Como bom libriano, Tim Maia era tão marrento quanto consciente. Em um espaço de segundos, numa entrevista, se colocou como um dos grandes do mundo, mas modesto no próprio país.

“Dentro da música internacional, eu me acho um dos melhores ou me acho bem cotável, bem vendável. Eu me acho consciente musicalmente, internacionalmente. Agora, música brasileira eu me acho um bicão por não ter raízes, realmente. Fui para os Estados Unidos quando era garoto, já era influenciado pela música americana”, contemporizou.

Em outro momento, se comparou com Chico Buarque, alfinetando: “Pro Chico Buarque, é muito mais fácil fazer a letra porque ele é intelectual. Pra mim, é muito mais fácil fazer o ritmo, porque o Chico Buarque não tem muito suingue”.

Sumiço no Chacrinha e ‘cornologia’

Vale Tudo com Tim Maia lembra ainda a vez que o músico sumiu no meio de um programa do Chacrinha (1917-1988), em 1980. O apresentador fica confuso, sem entender para onde o convidado estava indo. Então, Tim Maia explica: “O tal do Russo [clássico assistente de palco televisão brasileira] encostou aquele piru na minha bunda, que negócio é esse? Aí larguei”.
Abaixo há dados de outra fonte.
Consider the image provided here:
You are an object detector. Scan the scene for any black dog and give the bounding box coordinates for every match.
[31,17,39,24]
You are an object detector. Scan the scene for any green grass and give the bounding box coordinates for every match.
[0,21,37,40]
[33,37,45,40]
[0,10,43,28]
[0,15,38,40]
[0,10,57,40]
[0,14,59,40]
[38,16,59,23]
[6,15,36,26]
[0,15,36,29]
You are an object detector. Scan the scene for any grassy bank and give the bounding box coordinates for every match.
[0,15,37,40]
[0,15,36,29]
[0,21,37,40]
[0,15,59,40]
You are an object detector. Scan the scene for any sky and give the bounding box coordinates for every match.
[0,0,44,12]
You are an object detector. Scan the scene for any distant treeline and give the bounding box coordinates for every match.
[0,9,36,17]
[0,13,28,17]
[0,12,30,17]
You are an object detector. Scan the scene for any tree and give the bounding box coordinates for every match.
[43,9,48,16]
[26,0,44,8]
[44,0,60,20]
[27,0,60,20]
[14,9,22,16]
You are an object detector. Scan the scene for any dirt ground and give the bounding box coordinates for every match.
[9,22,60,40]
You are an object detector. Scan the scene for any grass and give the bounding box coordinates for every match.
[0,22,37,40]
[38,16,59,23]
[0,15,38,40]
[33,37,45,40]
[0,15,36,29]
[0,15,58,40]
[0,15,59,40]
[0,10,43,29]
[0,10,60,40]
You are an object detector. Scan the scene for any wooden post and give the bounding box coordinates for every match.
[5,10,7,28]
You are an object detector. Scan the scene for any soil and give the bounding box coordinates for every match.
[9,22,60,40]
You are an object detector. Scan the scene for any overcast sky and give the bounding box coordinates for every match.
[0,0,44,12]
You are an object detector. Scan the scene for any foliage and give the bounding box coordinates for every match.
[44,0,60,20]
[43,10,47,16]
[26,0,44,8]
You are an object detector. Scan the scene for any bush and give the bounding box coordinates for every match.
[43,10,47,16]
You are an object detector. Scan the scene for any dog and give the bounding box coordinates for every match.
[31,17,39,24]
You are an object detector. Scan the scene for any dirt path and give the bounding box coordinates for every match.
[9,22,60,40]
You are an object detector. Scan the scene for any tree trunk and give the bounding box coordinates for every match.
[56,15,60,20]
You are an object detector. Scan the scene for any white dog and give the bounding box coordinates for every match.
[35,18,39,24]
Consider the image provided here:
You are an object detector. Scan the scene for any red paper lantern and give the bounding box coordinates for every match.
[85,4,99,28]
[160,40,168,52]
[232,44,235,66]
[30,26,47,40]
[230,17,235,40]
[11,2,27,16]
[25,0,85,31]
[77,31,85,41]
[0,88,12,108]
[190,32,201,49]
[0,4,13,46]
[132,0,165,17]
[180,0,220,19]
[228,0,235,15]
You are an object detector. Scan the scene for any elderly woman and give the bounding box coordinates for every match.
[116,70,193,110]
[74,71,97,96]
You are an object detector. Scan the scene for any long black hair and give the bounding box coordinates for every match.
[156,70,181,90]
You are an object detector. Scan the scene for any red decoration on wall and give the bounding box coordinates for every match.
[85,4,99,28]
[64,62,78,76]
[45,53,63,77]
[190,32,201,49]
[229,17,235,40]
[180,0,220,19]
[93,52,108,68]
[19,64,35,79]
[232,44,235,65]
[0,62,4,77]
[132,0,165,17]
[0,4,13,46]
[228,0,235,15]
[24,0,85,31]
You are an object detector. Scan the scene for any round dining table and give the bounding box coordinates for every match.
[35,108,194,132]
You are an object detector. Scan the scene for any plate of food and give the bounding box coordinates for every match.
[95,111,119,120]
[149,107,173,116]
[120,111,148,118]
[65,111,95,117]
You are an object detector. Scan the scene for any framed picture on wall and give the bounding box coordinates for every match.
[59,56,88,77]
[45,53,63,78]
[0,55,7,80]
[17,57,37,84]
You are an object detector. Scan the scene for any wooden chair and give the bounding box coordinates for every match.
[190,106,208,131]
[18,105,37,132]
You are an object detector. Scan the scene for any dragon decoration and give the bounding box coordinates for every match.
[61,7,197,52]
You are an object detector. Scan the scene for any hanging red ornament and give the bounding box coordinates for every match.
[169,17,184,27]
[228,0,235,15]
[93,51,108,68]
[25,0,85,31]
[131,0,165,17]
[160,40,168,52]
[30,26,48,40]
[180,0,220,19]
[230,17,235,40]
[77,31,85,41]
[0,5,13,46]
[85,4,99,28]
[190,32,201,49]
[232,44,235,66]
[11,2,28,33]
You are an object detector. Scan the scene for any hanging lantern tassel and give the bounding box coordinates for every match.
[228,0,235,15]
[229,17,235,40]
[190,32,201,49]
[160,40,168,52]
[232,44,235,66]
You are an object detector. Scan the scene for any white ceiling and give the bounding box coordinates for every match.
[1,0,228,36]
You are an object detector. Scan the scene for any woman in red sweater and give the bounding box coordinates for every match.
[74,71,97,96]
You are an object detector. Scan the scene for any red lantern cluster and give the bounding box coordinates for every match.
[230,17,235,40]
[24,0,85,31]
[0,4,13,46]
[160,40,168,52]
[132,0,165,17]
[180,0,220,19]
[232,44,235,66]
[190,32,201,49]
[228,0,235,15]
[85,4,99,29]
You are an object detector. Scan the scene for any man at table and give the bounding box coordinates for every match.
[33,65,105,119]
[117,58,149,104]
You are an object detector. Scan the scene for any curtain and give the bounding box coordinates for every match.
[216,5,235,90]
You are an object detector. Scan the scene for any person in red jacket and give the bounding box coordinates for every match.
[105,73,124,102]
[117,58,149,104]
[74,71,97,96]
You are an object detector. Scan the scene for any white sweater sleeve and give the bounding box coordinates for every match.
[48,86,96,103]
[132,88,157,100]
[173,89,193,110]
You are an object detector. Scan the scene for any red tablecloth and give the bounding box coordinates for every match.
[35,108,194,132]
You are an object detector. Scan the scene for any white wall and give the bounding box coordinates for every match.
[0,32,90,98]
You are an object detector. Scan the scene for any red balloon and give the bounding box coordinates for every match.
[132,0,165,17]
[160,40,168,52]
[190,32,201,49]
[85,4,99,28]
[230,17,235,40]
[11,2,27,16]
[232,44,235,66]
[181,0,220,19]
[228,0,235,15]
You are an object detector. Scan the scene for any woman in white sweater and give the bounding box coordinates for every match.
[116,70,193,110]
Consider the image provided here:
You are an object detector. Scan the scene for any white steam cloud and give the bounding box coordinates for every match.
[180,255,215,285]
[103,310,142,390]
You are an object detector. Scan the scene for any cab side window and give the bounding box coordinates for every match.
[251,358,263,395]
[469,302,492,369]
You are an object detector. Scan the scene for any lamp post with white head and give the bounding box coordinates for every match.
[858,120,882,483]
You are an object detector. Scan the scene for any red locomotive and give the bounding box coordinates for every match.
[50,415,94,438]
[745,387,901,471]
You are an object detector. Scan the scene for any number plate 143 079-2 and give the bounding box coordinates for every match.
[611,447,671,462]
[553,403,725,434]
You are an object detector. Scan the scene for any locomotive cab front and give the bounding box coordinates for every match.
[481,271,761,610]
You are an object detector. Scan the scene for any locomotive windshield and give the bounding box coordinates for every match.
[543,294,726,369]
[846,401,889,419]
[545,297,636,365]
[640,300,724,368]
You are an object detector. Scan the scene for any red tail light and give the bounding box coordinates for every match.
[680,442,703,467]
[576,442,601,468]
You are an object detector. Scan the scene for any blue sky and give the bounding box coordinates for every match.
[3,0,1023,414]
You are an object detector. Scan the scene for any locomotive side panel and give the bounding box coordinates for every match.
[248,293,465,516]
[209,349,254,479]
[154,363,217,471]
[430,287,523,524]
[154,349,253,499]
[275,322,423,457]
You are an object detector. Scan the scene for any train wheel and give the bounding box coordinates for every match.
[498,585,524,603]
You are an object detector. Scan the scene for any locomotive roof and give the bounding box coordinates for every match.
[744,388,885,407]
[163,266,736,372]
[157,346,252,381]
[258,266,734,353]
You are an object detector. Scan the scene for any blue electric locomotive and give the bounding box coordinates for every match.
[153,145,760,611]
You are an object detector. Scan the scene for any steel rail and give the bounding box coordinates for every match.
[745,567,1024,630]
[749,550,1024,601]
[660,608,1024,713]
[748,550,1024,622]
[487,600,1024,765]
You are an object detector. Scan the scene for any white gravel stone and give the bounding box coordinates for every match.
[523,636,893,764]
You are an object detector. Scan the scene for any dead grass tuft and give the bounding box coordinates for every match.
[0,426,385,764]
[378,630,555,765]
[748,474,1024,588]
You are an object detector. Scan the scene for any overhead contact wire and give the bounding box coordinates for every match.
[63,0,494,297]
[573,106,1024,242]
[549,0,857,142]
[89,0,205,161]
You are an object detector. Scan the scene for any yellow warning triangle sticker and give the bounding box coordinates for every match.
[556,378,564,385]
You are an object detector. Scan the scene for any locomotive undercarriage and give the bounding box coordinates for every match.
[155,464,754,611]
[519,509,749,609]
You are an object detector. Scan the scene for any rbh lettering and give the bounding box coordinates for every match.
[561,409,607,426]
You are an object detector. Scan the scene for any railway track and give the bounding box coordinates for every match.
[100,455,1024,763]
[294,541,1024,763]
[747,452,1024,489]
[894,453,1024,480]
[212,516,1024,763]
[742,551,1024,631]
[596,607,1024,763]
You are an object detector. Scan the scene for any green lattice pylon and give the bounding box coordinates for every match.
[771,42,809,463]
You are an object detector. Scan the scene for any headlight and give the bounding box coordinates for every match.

Mais uma vez no Jô Soares (1938-2022), Tim Maia foi perguntado sobre quando ele escrevia suas músicas. “Música romântica é quando você sente uma coisa [faz gesto de chifre] que passou, uma lembrança. Agora, balada é caretão. Sou formado em cornologia, dificuldades, sofrências”, afirmou.

‘Tenho um pé legal’, diz Tim Maia

Numa inusitada gravação do programa Gente de Expressão (1991-1998), a atriz Bruna Lombardi pergunta se as mulheres dão em cima de Tim Maia. Eis que o Síndico entra no modo sincerão.

“Bruna, olha só, eu tenho 136 quilos, entendeu?”, informa. “Eu até que não sou feio, tenho um pé legal, minha mão não é feia, tenho um rostinho bacana. O meu problema está entre o piru e o pescoço. Não sou um cara bonitão. Mas o cara quando é famoso, conhecido, sempre rola.”

Mais tarde, ele atacaria a instituição amor. “Amar é uma loucura, brother”, cravou. “Gostoso é comer pipoca, andar de montanha-russa, cavalo, pescar… Tem tantas outras coisas, nadar, surfe, fazer sexo gostoso com a menininha sem compromisso. Eu não sei porque tem esse compromisso do amor, porque o amor pode ser o buraco negro. A gente não pode confundir o amor com o sofrimento.”